Home Blogs & Views Birmingham Mail Columnists Karren Brady

Where there's muck there's brass

Karren Brady

STROLLING down a city street last week, I almost fell over a dirty mattress half wrapped around a lamp-post and then stepped in a splurge of white paint spilled on the pavement a few yards beyond.

Even in Birmingham, which I sometimes feel is the world’s capital of litter, this was a bit much.

Every day we are expected to dodge the discarded cans and snack packets, the stray hub caps and the foam packing, the cardboard and the pizza boxes in a sort of Walkers crisp-sponsored Grand National.

On this course, a dirty mattress is Becher’s Brook, an emptied pot of paint, Canal Turn.

Even for the most public spirited among us, clearing away other people’s rubbish has become a chore too far.

Some schools no doubt try to educate children to bin their litter and a lot of older people are most careful to use receptacles.

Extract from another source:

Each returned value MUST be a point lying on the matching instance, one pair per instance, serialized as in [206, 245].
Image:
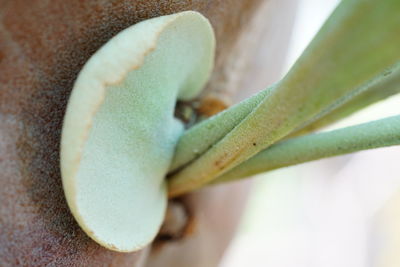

Generally, though, the job of doing away with other people’s rubbish is left to street cleaners, human or machine, or the high winds or heavy rains to sweep into some infested corner into which rats would enter only in galoshes and gloves.

Those of us in pain at the eyesores along country roads as well as filthy alleyways may offer clever solutions but nothing in such cases works as well as incentives. And here at last I see a glimmer of hope.

Encouraged by Tesco’s scheme of awarding a point on a card for every four pieces of litter, John and Ann Till took to the splattered streets of Petersfield, Hampshire, and collected until their fingers hurt.

To Petersfield’s shame and their benefit, the couple picked up 60,000 pieces of litter in three months, pushed them into the Tesco recycling bank and earned themselves no fewer than 36,000 air miles for a honeymoon in the United States.

The thing that make this story remarkable is that if it had happened in Mumbai or Madrid, we’d have said: “Typical. So what?”

In green and pleasant England, there should be no possibility. But so many people just don’t care and if you remind someone not to chuck his chips container outside your house, you’re much more likely to get a mouthful of abuse than a “sorry.”

There’s no doubt that Tesco is as much responsible as any firm for the current squalor on our roads but at least they have come up with a useful antidote, one that could help enterprising schools, clubs or charities. And for Ann and John, it has been a wonderful bonus.

He said: “While it was nice to get the rubbish for the good cause, it was disappointing to see there are clearly a lot of litter louts in our town.

“But it did raise a smile when we were in business class on the flight back to Gatwick to think that the litter louts of Petersfield had paid for the pleasure.”

Bring them to Brum, I say. They’d win a flight to the moon and back.

* PS: Come on, Gordon. Announce that all deposits in all major UK banks are underwritten by the government. People say this would cost trillions but the reality is that it would cost nothing. Banks trade on confidence and confidence would be restored.